When bargaining starts to take place, the worker is often directing their requests to a higher power, or something bigger than they can influence to get a different outcome. There is an acute awareness of their vulnerability and humanness in these moments when they realize there is nothing, they can do to influence change or a better result. The overwhelming feeling of helplessness is the result. Bargaining also tends to focus the injured worker on his/her personal faults or regrets. People who are “bargaining” tend to make the drastic assumption that if things had played out differently, they would not have lost their job.
During the experience of processing grief, there comes a time when the worker’s imagination calms down, and they slowly start to look at the reality of their present situation. Bargaining no longer feels like an option and they are faced with what is happening.
As their panic begins to subside, their emotional fog begins to clear, and the loss feels more present and unavoidable.
In those moments, they tend to pull inward as the sadness grows. They find themselves retreating, being less sociable, and reaching out less to others about what they are going through. Although this is a very natural stage of grief, dealing with depression after the loss of a loved one can be extremely isolating.
When the injured worker comes to a place of acceptance, it is not that they no longer feel the pain of loss. However, they are no longer resisting the reality of their situation. And importantly they are not struggling to make it something different. This is when the worker stops thinking of themselves as a worker and begins to think of themselves as “an injured worker.” Sadness and regret can still be present in this phase, but the emotional survival tactics of denial, bargaining, and anger are less likely to be present.
Types of Grief
It is important to note that people grieve differently and may or may not go through each of these stages, or experience each of them in order. These stages often may be blurred. The person may move from one stage to the other and back again before fully moving into a new stage.
There is no specific time suggested for any of these stages. Someone may experience the stages quickly, such as in a matter of weeks, whereas another person may take months or even years to move through to a place of acceptance.
The five stages of grief and the injured worker
The pain of the loss of a job is unique to each injured worker. After going through the five stages of grief this results in the worker believing that they are disabled rather than a productive member of society.
Misplaced financial incentives
One of the worst aspects of the workers’ compensation system is the misplaced financial incentives. Unfortunately, these incentives all too frequently result in creating disability rather than resulting in a productive return to work. The best examples of this are when a treating doctor focuses on the business of medicine and not the correct treatment of the injured worker or when the applicant’s attorney attempts to maximize the disability (to maximize their income) rather than focus on return to work.
An excellent example of how the five stages of grief impact the injured workers is in litigated cases.
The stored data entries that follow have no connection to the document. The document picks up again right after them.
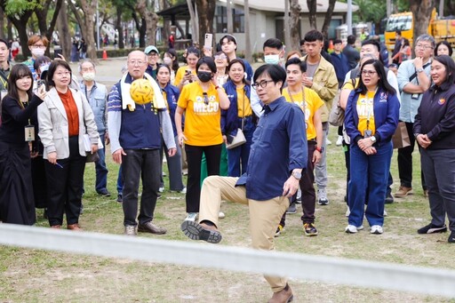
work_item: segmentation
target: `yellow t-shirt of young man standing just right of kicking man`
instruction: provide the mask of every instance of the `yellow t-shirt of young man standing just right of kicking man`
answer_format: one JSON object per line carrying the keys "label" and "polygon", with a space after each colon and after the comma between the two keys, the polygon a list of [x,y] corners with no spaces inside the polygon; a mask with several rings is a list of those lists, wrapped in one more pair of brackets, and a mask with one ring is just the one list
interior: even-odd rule
{"label": "yellow t-shirt of young man standing just right of kicking man", "polygon": [[289,94],[288,88],[283,89],[283,97],[288,102],[297,104],[305,114],[305,124],[307,126],[307,140],[314,140],[316,138],[315,124],[313,124],[313,117],[317,109],[323,106],[323,100],[319,95],[310,88],[304,87],[305,102],[303,101],[302,92],[293,94],[292,98]]}

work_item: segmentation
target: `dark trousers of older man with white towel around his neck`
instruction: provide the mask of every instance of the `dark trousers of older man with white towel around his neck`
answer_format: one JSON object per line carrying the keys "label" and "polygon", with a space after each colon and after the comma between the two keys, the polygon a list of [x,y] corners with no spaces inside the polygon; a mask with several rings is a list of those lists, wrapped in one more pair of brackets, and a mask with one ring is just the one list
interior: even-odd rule
{"label": "dark trousers of older man with white towel around his neck", "polygon": [[153,219],[160,187],[160,153],[158,149],[125,149],[122,155],[122,177],[124,179],[124,225],[137,225],[138,192],[142,178],[139,224]]}

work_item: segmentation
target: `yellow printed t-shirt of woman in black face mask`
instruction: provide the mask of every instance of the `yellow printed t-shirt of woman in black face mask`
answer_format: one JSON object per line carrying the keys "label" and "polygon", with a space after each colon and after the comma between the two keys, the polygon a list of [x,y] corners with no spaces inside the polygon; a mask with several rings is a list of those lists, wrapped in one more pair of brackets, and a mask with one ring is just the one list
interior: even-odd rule
{"label": "yellow printed t-shirt of woman in black face mask", "polygon": [[[207,101],[208,104],[205,104]],[[186,144],[206,147],[223,142],[220,99],[213,84],[207,96],[197,82],[183,86],[178,105],[185,109]]]}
When injured workers think of themselves as an “injured worker” they unconsciously do not want to go through the five stages of grief (again) to give up their “status” as an injured worker. As a result, their settlement demands are considered “unreasonable.” In these situations, it usually takes a strong effort on the part of the applicant’s attorney (putting the injured worker through the five stages again) to talk the injured worker into settling the claim.
Encouraging the injured worker to move on with their life is one reason lump-sum settlements to fully close the claim are good for the injured worker. Full settlements allow the injured worker to get on with their lives rather than only focusing on their “disability.” Claims examiners and treating physicians should recognize when the injured worker is dealing with the emotional loss of a job and provide assistance and support to allow the patient to focus on their abilities and returning to work.